In my opinion, it was a stupid decision to have a differing parameter between the CSS version and the HTML version; especially given that left and right and none (the alternative flow options) are the same. It is only both and all that differ. I strongly suspect this is why the browsers obeyed the incorrect tag, that somebody who wrote that into the parser realised the likelihood of people getting this muddled.

My overall aim is to have pages which perform well across the range of browsers, which is not necessarily valid HTML. For one thing, one of my major complaints with CSS is that it is not backwardly compatible.

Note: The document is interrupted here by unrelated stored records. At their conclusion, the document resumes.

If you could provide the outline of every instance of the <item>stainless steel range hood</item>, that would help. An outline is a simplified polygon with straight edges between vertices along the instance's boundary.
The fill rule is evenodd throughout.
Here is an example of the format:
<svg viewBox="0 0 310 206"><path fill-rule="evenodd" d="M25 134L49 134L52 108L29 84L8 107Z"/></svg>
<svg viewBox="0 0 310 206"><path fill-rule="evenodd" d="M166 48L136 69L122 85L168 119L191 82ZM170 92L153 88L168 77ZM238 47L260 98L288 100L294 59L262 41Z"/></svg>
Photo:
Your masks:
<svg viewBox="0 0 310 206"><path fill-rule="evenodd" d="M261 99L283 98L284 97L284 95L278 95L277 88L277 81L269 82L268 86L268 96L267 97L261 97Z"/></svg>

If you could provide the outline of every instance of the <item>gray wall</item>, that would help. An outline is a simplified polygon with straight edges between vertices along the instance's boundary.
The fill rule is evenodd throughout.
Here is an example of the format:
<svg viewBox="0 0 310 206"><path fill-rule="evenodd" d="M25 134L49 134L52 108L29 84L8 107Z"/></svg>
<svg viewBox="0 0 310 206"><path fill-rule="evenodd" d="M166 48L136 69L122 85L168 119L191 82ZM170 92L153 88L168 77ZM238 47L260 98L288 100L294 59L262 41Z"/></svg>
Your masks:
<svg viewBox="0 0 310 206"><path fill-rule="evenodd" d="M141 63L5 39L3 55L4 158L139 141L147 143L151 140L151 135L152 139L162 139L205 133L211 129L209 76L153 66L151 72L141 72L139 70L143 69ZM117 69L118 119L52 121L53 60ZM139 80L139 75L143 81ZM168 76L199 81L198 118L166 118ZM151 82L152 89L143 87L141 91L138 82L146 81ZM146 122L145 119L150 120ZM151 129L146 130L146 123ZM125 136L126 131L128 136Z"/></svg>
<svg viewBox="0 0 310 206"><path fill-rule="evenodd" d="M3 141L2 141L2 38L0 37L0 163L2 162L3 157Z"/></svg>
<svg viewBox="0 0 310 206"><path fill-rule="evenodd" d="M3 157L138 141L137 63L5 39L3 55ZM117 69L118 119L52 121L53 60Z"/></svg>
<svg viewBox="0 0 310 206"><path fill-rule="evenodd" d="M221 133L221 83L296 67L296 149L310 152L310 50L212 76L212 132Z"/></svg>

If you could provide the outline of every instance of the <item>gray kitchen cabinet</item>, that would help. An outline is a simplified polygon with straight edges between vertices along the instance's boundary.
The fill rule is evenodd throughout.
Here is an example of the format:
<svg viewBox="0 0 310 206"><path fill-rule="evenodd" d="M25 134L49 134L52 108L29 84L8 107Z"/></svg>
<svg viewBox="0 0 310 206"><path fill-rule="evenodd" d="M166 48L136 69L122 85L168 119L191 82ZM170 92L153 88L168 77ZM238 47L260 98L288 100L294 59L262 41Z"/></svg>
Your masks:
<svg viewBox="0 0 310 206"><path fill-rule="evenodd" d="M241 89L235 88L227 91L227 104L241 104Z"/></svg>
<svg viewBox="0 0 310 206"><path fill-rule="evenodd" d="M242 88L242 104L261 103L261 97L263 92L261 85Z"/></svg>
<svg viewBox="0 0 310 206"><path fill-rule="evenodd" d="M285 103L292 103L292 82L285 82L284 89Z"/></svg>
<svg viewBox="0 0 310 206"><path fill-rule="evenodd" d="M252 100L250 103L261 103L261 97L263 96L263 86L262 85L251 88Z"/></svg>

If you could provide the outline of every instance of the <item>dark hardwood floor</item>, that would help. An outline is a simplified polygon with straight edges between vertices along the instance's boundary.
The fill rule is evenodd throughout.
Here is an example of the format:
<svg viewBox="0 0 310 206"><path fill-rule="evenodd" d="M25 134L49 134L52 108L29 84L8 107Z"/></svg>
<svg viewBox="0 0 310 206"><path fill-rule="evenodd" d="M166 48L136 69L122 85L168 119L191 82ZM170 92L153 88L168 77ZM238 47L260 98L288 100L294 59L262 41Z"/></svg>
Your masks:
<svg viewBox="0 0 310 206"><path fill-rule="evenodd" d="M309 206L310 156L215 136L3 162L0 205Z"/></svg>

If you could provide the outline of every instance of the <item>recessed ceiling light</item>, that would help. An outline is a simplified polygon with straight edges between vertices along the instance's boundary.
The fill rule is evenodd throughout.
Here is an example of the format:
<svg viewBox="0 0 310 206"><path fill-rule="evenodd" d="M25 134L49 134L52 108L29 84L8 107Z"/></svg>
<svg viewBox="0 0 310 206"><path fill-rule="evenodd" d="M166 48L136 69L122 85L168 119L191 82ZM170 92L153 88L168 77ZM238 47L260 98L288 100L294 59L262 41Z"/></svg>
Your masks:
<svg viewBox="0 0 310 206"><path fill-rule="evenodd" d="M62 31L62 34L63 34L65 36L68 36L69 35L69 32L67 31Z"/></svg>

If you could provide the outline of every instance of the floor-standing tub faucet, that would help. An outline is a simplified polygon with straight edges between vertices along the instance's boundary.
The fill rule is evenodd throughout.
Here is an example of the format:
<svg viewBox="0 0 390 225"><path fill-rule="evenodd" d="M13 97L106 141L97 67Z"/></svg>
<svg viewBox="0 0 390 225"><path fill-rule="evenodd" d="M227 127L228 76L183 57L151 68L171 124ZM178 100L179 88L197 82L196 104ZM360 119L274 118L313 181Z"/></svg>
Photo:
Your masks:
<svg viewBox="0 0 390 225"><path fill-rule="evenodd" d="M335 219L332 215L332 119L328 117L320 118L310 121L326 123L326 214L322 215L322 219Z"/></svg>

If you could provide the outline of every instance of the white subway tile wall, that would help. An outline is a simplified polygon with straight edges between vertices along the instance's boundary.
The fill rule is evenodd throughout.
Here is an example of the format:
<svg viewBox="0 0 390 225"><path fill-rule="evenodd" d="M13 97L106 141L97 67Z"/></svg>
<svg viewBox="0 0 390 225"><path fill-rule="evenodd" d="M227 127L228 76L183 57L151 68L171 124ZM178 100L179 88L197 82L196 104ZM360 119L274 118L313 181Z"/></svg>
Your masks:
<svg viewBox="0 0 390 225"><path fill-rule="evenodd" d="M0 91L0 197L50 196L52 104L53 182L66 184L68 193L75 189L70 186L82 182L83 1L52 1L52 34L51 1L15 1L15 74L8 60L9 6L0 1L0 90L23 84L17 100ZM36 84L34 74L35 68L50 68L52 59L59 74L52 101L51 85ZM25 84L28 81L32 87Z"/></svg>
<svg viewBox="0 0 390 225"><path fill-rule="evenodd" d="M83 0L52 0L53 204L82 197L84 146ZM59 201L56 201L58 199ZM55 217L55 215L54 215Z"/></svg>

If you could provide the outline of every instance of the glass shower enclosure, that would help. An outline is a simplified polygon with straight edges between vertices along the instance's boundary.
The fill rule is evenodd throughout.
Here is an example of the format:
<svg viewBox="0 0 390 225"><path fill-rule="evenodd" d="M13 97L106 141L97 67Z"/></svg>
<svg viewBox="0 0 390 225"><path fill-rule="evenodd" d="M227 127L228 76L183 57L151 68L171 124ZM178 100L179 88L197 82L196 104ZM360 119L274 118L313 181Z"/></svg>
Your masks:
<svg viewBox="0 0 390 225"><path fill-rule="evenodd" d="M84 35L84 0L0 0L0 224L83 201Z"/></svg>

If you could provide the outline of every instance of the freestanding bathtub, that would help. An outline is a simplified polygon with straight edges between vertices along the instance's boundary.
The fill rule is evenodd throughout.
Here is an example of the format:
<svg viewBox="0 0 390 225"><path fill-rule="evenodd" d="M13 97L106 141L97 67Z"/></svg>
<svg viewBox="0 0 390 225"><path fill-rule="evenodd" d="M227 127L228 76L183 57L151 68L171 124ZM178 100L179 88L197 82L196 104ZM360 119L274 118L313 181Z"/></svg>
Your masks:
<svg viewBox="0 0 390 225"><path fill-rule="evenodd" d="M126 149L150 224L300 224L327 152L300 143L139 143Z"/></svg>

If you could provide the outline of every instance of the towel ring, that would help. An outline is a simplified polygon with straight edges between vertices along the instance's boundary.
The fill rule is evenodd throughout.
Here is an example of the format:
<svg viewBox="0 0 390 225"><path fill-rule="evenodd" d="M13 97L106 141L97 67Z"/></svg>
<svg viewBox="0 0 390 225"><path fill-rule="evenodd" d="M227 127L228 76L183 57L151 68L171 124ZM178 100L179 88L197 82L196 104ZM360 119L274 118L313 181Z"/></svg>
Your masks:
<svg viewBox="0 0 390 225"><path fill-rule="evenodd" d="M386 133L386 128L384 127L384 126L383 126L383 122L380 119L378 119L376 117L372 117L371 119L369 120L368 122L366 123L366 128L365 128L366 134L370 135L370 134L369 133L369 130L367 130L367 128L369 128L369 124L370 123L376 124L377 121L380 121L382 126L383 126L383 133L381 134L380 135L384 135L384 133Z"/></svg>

If you mark out a document with lots of "<div class=...>" instead of inline bold, font colours, text sizes... what does it look like on a browser that cannot do CSS properly, or at all? It looks like a crap flat text document badly rendered. This is why I use CSS, but I also in-line a lot of things. So it looks good on MSIE/Firefox/Opera, but still looks like something on Fresco.

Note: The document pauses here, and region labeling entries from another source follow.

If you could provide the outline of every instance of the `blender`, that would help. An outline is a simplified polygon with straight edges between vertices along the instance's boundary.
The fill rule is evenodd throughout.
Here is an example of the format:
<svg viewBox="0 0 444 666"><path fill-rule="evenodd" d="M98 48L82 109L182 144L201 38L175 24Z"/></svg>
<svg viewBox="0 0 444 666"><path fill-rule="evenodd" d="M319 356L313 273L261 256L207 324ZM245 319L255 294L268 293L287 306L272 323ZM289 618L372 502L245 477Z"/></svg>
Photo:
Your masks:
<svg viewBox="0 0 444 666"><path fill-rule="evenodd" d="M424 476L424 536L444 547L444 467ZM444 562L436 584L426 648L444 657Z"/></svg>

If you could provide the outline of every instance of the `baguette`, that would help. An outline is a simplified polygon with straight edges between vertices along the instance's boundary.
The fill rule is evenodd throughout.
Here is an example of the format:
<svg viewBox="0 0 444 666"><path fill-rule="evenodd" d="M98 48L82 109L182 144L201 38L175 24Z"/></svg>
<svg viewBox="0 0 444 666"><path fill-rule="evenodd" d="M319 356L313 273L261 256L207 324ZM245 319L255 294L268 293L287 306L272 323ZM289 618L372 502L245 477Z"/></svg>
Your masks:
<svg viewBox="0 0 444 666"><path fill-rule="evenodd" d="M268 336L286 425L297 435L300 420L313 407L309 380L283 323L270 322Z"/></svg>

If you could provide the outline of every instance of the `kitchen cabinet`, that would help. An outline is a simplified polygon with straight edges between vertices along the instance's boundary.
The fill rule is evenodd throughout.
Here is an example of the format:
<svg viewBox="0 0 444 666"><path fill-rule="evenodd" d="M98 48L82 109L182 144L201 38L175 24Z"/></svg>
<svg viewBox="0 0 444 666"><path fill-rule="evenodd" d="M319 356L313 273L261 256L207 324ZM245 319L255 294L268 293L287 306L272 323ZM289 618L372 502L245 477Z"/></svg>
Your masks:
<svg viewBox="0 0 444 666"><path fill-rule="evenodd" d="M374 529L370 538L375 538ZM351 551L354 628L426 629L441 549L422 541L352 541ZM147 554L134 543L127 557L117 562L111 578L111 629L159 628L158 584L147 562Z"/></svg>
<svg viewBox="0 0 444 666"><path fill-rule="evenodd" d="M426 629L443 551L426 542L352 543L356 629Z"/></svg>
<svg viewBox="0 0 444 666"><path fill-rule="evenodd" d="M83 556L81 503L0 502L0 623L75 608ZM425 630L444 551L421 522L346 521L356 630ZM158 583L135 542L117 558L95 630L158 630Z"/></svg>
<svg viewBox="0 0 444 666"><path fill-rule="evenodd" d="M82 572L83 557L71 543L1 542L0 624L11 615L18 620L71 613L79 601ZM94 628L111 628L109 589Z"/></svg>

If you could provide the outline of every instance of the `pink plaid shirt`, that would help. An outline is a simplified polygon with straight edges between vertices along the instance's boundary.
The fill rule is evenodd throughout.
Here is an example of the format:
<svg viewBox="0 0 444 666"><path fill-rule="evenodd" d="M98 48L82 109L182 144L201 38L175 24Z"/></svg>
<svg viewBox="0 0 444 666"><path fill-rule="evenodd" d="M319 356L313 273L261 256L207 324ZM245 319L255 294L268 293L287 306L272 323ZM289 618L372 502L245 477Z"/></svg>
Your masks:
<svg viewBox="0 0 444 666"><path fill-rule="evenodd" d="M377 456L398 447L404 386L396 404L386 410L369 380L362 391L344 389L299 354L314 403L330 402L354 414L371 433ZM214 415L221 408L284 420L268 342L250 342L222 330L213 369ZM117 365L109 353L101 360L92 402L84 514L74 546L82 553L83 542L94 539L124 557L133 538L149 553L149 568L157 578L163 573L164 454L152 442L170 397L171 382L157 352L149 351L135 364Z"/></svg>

Then comes the most shocking thing. The <noscript> tag is defined as something that belongs in the document header, and only in the header.

WHY?

Again, an example from my animé document. Latinised Japanese, when written in the modified Hepburn style, gives the closest representation of the language that a English speaker is likely to pronounce mostly-correctly. However, there exist elongated vowels, and these are marked with a caron. That's a flat bar over the letter. For systems which are broadly Unicode, I would like to display the character correctly. And for RISC OS, for which the majority is not Unicode (I believe RISC OS 5 is, but the browser isn't?) I wish to revert to the cheap'n'cheerful method if whacking a circumflex accent on the character. That is not correct, but it is frequently used as a closest-approximation. And, finally, I make the assumption that systems which don't support Javascript are unlikely to support Unicode, hence the fall-back is inlined circumflex accented characters.

The code at the point of display is as follows:

<script type="text/javascript"><!--
   WriteJapanese("T&#333;ky&#333;", "T&ocirc;ky&ocirc;", ""); //-->
   </script><noscript>T&ocirc;ky&ocirc;</noscript>
I'm not going to bother showing the JavaScript - it's in the document source if you are interested. What happens is the first parameter ("T&#333;ky&#333;") is used for systems deemed capable, and the second parameter ("T&ocirc;ky&ocirc;") is used otherwise. If scripting fails, then "T&ocirc;ky&ocirc;" is used.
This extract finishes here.